MySQL Group By Seven Days

If we have a daily expense table like

+------+------------+
| cost | date       |
+------+------------+
|   44 | 2010-07-30 |
|   39 | 2010-07-31 |
|   18 | 2010-08-01 |
|   71 | 2010-08-02 |
|   69 | 2010-08-03 |
|   62 | 2010-08-04 |
|   89 | 2010-08-05 |
|   72 | 2010-08-06 |
|   46 | 2010-08-07 |
|   23 | 2010-08-08 |
+------+------------+

its very easy to show monthly aggregation. Just a group by clause on date column based on month will do the job

SELECT	SUM(cost) AS total, MONTHNAME(date) AS month 
FROM daily_expense 
GROUP BY month 
ORDER BY MONTH(date);
+-------+-----------+
| total | month		|
+-------+-----------+
|    83 | July      |
|  1641 | August    |
|   554 | September |
+-------+-----------+

Now what we do when its been asked to show weekly aggregation. Using MySQL WEEK function returns the number of the week number of the date. By default the start of the week is Sunday or Monday based on the Server System Variables. Otherwise it can be set while using the function itself. So the query

SELECT	SUM(cost) AS total, CONCAT(date, ' - ', date + INTERVAL 6 DAY) AS week
FROM daily_expense
GROUP BY WEEK(date)
ORDER BY WEEK(date)

gives something like

+-------+-------------------------+
| total | week                    |
+-------+-------------------------+
|    83 | 2010-07-31 - 2010-08-06 |
|   427 | 2010-08-07 - 2010-08-13 |
|   345 | 2010-08-14 - 2010-08-20 |
|   389 | 2010-08-21 - 2010-08-27 |
|   318 | 2010-08-28 - 2010-09-03 |
|   404 | 2010-09-04 - 2010-09-10 |
|   272 | 2010-09-11 - 2010-09-17 |
|    40 | 2010-09-13 - 2010-09-19 |
+-------+-------------------------+

Till now its fairly straightforward and simple. Unfortunately it does not remain so when the same weekly aggregation has to be done but on different start day of the week, other than Sunday or Monday. Is there any option in MySQL to specify different start day of a week? I couldn’t find it, but if anybody knows anything like this please let me know by putting a comment here.
But I couldn’t wait till someone finds a easier way & let me know how. I have my own solution.

The thought
To get any aggregated data from a table we have to use the Group By clause on that field. In our case the field is the day name of a day of a week, like Wednesday, lets say in our case. My plan is to do some kind of operation on all the day up to next Wednesday. This function will change those next days into something similar to Wednesday. Similarly, another function will change last weekdays (like Tuesday, Monday) up to last Wednesday into something similar and unique to the last Wednesday.

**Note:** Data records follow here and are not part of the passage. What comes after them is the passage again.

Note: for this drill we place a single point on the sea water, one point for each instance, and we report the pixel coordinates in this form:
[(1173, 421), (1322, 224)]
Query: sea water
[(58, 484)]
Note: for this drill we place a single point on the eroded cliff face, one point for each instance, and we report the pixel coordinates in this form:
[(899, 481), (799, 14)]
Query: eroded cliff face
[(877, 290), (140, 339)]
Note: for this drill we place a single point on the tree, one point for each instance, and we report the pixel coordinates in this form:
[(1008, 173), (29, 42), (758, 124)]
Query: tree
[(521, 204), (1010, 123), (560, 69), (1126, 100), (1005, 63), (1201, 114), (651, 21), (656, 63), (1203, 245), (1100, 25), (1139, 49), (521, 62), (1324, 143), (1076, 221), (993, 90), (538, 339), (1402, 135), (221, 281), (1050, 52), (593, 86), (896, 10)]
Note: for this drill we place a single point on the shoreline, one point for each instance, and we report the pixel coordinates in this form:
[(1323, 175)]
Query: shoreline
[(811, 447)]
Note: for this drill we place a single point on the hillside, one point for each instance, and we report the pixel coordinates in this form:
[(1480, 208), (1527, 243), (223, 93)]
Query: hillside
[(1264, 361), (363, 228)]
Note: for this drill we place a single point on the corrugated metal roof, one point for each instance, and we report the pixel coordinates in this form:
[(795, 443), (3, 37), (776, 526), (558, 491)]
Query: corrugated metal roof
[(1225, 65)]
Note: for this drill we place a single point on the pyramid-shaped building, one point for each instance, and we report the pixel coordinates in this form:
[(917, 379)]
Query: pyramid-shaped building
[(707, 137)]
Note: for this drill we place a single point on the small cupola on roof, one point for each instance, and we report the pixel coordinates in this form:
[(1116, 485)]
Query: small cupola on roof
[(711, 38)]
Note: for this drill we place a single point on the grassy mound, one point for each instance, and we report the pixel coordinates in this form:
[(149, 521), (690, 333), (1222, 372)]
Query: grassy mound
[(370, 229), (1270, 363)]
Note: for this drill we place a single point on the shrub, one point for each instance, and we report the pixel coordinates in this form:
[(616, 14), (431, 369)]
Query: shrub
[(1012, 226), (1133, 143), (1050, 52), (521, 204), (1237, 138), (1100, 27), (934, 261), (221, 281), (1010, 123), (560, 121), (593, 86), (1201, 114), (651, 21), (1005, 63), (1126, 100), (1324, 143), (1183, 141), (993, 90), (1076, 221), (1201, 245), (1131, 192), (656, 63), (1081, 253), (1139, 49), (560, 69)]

Now, what is uniqueness of Wednesday which can be treated logically !! The first thing came to my mind is the day number of the week. MySQL WEEKDAY function gives a number for each day corresponding to the position of the day in a week. Like 2 is for Wednesday. If we use some function to make all other days as 2, we will ed up having all the day in a year as 2.
So, what is the uniqueness of each Wednesday from the other!, across the time! Here MySQL have another function named TO_DAYS. This function gives a unique number for each day since year 0. Now, my plan is to create some operations which for each day gives the same number equals to its previous Wednesday. So from one Wednesday to the next the number remains same and I can apply Group By clause over them to get an weekly aggregation.

The execution
I have an array of weekdays where Monday is 0 & Sunday is 6, same as the WEEKDAY function in MySQL.

$weekArr = array(
			'Monday' => 0,
			'Tuesday' => 1,
			'Wednesday' => 2,
			'Thursday' => 3,
			'Friday' => 4,
			'Saturday' => 5,
			'Sunday' => 6);

So given the weekday, which should be considered as the start day of a week, I can get a number (2 for Wednesday). All the date following it till Sunday has the weekday greater than current Wednesday. So I subtract the day difference between the day and the current Wednesday from the TO_DAYS of the day to make it same as the TO_DAYS of the current Wednesday. I do something like

$startWeekDay = $weekArr['Wednesday']; //2
TO_DAYS(date) - (WEEKDAY(date) - ".$startWeekDay.")

And for all the preceding days up to previous Wednesday, I subtract the day difference between the day and its previous Wednesday. Now the previous Wednesday has exact 7 days different from the current Wednesday. Like

TO_DAYS(date) - (7 - (".$startWeekDay." - WEEKDAY(date)))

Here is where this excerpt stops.